椎間板ヘルニアでは基本的に可能な限りは保存療法を適用しますが、痛みがなかなか治まらないなどのケースでは手術を検討し始めます。
この椎間板ヘルニアの手術には色々とありますが、現在お勧めできると思われるのが内視鏡術です。
内視鏡術は全身麻酔をし、外筒管を患部へ挿入して椎間板ヘルニアを摘出する方法です。
治療時間は比較的短く済みます。また切開サイズも小さくて済みますから出血の心配がほぼなく、患者さんの体への負担が極めて小さい方法であるということが言えます。
内視鏡術の手順は、まず背中を1.5cm~2cm程切開します。そして、外筒管を患部に挿入し、映像を画像モニターで見ながら、髄核を摘出します。
治療時間はおよそ1時間程度です。このことから、技術的に熟練した医師でなければ出来ない方法と言えます。
椎間板ヘルニアの手術をする場合、神経根の周囲にさまざまな癒着が見られることが多いため、より腕のある執刀医の存在が求められます。
内視鏡術は発展途上のものであると言えます。このため、執刀する医師が内視鏡術に精通していて、経験も多数あり、神経の癒着に対応できる器具も準備されている、という条件が揃って初めて施行されるべきものでしょう。
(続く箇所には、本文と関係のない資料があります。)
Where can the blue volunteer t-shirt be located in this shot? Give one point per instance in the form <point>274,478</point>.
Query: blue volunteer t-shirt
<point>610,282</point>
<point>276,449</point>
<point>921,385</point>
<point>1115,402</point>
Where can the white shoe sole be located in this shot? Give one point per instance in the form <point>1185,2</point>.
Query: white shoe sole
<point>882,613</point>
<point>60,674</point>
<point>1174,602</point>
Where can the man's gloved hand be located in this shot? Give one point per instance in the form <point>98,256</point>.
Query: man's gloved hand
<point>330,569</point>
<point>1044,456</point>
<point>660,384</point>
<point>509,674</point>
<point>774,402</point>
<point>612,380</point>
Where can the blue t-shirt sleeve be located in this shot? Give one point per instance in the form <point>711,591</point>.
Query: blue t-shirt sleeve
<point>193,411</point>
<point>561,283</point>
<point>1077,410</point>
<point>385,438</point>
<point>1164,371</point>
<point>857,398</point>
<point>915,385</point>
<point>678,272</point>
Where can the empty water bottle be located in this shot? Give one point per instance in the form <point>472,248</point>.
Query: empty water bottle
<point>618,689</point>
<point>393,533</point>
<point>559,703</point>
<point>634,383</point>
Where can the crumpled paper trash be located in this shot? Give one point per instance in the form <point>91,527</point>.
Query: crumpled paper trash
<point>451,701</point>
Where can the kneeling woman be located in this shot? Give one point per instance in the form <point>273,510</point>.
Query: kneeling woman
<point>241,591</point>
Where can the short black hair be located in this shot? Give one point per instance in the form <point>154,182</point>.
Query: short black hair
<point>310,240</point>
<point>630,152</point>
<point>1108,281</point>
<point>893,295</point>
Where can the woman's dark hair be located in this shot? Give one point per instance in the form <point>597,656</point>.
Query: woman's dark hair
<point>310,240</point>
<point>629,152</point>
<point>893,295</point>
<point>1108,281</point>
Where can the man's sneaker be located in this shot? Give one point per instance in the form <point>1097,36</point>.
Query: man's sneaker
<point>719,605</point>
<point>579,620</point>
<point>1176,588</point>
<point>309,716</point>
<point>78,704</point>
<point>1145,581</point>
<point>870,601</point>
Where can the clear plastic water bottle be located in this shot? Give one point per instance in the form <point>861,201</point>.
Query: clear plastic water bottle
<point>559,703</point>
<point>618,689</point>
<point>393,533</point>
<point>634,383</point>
それに比べて、従来の切開方法は経験が豊富な医師であればかなり信頼性があるということが出来ます。
また、従来の方法で最も効率がよいものとして、ラブ法があります。
全身麻酔を行って、背中側から5~6cm程度切開する方法ですが、腰椎の一部を削り、脊髄神経を圧迫して痛みの原因となっていた椎間板ヘルニアを切除あるいは摘出を目視によって行います。
内視鏡術をするのであれば名医と呼ばれる医師も多くいるようですので、一度予約出来るかどうかを確認してみることをお勧め致します。